Providing direct evidence for clinical benefits!
How can we facilitate positive affects?
Importantly, positive affect can be facilitated to achieve these effects using ‘Positive Psychological Interventions’ (PPIs).
(defined as intentional activities that aim to boost wellbeing, enhance positive
feelings, behaviours, or cognitions; Sin & Lyubomirsky, 2009).
Such interventions have been shown to support behavioural and cognitive change in ways that promote well‐being and overall health.
Positive psychology interventions are typically brief and self‐administered, and their effects are not limited by mental health status (Carr et al., 2020).
Give examples of Positive Psych Interventions and diabetes care and its effectiveness?
Gratitude and self‐affirmation tasks, combined with increased social support, improved physical activity and increased self management behaviours in young adults with type 1 diabetes (T1D) (Jaser et al., 2014).

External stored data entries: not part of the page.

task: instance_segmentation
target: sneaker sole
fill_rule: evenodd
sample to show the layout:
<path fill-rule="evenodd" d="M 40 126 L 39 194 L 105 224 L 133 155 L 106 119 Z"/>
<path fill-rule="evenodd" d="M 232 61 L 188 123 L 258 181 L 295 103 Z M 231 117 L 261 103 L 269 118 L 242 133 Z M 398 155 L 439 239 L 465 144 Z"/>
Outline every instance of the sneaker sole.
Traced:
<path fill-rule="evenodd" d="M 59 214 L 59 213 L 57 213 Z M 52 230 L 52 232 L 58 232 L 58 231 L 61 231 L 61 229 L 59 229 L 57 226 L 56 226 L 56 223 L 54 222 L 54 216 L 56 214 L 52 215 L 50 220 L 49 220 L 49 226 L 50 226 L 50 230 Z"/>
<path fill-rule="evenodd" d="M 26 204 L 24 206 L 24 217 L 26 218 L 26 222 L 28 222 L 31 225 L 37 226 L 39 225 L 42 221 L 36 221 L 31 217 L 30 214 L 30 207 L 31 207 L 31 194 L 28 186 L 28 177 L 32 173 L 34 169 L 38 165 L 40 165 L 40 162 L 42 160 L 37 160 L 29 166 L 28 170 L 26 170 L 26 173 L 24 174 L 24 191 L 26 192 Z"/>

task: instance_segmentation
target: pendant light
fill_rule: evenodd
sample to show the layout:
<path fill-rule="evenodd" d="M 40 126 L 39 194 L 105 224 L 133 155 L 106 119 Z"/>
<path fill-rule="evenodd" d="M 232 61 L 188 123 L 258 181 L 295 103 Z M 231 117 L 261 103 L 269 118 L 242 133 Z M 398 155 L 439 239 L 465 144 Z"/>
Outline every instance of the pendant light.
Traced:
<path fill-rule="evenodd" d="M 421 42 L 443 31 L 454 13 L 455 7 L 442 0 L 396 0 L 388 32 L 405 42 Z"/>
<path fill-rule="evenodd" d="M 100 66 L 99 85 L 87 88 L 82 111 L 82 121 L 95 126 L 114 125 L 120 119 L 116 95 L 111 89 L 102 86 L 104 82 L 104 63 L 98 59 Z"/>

Similarly, a benefit‐finding task was associated with lower depressive symptoms, higher perceived coping
effectiveness, improvements in self‐management behaviours, higher positive affective reactions to stress and superior blood glucose levels in a similar population
with T1D (Tran et al., 2011).
Meanwhile, an online intervention that taught positive affect skills reduced negative affect (i.e., negative emotions) and perceived stress in adults with T2D (Cohn
et al., 2014).
Can we apply positive psychology with prevention?
However, the scope of these positive psychology interventions could be broader and applied to support preventative strategies, not just self-management.
(especially given that positive affect is more likely to support behavioural and cognitive change the earlier into the illness the intervention is provided; Pressman et al., 2019).